An exit poll suggesting that British Prime Minister Theresa May may have lost her parliamentary majority in a general election on Thursday sent the pound falling against the dollar.
The pound dropped about 1.6% to trade above $1.27 in the immediate aftermath of the projection, which was published as soon as voting ended at 5 pm ET. It registered a similar fall against the euro.
If the exit poll is confirmed by actual results, it would raise big questions about whether May can remain as U.K. leader and lead the country into vital negotiations on the country’s exit from the European Union, due to start on June 19.
“There will be other polls, and results will come out through the night, but this is going to leave Theresa May struggling to keep control of the Brexit process,” said Kit Juckes, strategist at Societe Generale. “Can’t see how that’s helpful for the pound even if we are somewhat braced for a close outcome.”
The currency was trading at $1.29 earlier on Thursday. That’s 14% lower than its level on the day of the Brexit referendum nearly a year ago. Since then it has traded as low as $1.20.
The situation where no party has a majority is known as a hung Parliament. That could plunge the country into a prolonged period of political uncertainty and horsetrading over the formation of a coalition government, or possibly even another election.
“On balance, the financial markets and the private sector would have preferred a Conservative majority to a Labour majority … and they definitely prefer stability to instability,” said Tony Travers, director of the Institute of Public Affairs at the London School of Economics.
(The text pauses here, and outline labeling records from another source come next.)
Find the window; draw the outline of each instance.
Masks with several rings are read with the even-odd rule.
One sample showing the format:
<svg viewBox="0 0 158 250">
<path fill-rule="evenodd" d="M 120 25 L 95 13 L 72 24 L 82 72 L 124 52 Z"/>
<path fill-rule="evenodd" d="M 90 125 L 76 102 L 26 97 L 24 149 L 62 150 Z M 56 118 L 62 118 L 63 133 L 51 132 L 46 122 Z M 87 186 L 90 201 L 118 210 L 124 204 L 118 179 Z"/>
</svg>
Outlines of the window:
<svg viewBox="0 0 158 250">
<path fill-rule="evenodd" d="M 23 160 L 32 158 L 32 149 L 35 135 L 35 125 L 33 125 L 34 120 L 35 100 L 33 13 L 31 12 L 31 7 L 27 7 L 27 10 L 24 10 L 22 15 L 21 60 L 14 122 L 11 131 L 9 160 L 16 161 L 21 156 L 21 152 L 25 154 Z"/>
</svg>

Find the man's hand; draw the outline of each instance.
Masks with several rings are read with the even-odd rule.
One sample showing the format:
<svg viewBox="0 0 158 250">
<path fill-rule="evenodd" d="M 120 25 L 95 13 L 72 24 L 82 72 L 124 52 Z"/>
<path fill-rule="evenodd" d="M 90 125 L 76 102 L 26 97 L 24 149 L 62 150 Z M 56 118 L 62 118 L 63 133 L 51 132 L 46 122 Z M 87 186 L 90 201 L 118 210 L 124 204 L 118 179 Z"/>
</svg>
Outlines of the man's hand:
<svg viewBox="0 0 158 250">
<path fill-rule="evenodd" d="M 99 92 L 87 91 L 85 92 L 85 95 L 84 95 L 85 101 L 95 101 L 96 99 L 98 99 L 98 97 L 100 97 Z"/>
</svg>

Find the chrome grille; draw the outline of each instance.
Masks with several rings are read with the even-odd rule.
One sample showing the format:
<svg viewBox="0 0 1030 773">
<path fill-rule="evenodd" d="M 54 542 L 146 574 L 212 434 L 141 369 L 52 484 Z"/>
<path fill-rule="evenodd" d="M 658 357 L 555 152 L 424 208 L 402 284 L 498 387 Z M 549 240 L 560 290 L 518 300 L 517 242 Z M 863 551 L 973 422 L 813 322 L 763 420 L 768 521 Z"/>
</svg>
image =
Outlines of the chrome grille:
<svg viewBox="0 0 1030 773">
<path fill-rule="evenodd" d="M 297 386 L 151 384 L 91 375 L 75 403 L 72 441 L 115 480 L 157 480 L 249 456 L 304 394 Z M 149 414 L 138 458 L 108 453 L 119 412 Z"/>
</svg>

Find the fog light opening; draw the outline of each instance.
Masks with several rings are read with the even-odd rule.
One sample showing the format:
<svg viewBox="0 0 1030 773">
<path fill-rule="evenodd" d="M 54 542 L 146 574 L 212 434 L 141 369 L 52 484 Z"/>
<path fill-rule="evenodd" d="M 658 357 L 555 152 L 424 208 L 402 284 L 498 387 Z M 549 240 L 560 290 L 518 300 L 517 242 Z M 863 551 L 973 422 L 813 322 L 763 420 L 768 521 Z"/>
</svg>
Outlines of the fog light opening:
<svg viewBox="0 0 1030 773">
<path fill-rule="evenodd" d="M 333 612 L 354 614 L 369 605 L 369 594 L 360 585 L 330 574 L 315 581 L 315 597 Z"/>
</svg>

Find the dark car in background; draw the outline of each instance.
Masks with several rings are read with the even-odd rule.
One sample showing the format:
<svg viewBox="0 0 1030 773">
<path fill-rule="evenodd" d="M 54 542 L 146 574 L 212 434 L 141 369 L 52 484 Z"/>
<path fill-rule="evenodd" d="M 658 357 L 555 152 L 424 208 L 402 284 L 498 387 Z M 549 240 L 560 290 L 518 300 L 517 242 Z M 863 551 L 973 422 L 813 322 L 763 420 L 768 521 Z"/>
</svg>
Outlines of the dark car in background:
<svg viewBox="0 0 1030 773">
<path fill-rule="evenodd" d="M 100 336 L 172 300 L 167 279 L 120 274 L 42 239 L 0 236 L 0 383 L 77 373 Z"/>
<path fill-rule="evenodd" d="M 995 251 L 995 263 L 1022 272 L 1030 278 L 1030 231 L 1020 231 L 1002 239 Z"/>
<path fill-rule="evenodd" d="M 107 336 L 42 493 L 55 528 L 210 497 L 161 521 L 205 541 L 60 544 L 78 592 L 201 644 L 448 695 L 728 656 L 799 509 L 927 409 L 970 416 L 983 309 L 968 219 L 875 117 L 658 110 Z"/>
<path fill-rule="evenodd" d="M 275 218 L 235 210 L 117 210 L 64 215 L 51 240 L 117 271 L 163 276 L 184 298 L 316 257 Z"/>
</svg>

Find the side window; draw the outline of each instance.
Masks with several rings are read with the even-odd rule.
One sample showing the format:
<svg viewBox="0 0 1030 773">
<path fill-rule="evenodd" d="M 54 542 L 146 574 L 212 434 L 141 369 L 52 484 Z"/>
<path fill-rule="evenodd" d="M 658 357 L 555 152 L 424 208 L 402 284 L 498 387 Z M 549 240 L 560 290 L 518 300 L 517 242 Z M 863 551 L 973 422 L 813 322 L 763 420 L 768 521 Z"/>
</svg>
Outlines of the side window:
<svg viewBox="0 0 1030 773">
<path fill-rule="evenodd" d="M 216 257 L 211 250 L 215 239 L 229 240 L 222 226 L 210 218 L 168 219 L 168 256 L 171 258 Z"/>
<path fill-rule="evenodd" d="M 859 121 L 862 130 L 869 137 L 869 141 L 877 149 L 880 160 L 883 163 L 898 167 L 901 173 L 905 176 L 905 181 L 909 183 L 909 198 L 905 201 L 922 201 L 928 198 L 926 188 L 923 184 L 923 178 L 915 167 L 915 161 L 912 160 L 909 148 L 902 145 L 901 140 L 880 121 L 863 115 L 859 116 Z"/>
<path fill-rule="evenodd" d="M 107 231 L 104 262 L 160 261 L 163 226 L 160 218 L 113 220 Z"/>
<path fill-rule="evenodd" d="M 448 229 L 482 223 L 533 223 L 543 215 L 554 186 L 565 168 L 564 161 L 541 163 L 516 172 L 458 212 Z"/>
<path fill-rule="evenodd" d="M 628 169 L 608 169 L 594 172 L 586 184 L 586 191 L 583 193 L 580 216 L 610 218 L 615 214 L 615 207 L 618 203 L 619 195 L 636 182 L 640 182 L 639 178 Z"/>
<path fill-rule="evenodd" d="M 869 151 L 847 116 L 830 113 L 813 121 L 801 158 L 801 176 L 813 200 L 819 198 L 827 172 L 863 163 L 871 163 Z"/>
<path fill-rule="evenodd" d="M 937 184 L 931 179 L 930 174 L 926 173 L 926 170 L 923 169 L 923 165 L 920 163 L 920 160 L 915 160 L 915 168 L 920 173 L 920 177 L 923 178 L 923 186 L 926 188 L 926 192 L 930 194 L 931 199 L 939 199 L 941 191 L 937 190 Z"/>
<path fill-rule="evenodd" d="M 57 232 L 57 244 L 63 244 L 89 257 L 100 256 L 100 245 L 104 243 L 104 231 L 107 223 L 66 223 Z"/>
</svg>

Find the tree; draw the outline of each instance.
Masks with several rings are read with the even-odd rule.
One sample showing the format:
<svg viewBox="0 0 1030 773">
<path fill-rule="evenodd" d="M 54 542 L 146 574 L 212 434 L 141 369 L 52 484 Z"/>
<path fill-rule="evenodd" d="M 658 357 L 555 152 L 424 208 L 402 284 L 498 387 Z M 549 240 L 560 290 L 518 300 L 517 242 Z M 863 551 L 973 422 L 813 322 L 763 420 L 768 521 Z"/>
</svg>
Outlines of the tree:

“What this result suggests, if it holds, is that there will be some instability and it will be hard for the British government to negotiate on Brexit.”
Apart from dealing with Brexit — in itself the biggest challenge the country has faced since World War II — the new government has to address Britain’s acute growth problem.
The U.K. economy, which was until recently the strongest performer in Europe, has fallen to the bottom of the growth league, delivering weaker expansion in the first quarter than the other 27 members of the European Union.
And while unemployment is very low, the country has been struggling with low wage growth since the global financial crisis. Wages fell in the three months to March, after taking inflation into account.
Brits have already endured nearly a decade of stagnating real wages. According to the independent Institute for Fiscal Studies, average earnings are still substantially below the levels seen in 2008, before the financial crisis.